Noble Energy and its partners working to tap gas reserves offshore said there were notified by the Israeli Supreme Court that a deal with the government was unconstitutional, a ruling consistent with past concerns about competition.

The government of Israeli Prime Minister Benjamin Netanyahu in December signed off on the regulatory framework necessary to develop the reserves off the coast of Israeli. Leviathan and Tamar combine for an estimated 28 trillion cubic feet of natural gas reserves, with Leviathan accounting for more than half of the aggregate.

"The court's ruling, while recognizing that timely natural gas development is a matter of strategic national interest for Israel, is disappointing and represents another risk to Leviathan timing," Noble's top executive, David L. Stover, said in a statement. "Development of a project of this magnitude, where large investments are to be made over multiple years, requires Israel to provide a stable investment climate."

The court ruled the deal would be suspended for one year.

Antitrust authorities in Israel ruled Noble and its partners at Israeli energy company Delek Group controlled all of the gas reservoirs off the nation's coast. A compromise deal from 2014 called on Noble and Delek to sell their stakes in the Karish and Tanin fields off the coast of Israel, which combine for an average 20.5 trillion cubic feet of reserves, in exchange for maintaining their holdings in Leviathan and Tamar.

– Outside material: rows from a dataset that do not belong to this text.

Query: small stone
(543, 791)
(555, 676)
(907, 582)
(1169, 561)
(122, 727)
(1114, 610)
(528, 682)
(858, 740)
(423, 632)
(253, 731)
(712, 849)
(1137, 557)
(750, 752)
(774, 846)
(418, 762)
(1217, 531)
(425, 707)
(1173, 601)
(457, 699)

The ruling is a blow to Netanyahu, who said the full development of offshore natural gas reserves would be "for the benefit of the citizens of Israel." In a statement, the prime minister said the court's decision severely threatens the potential for full natural gas development offshore.

"We will seek other ways to overcome the severe damage that this curious decision has caused the Israeli economy," he said.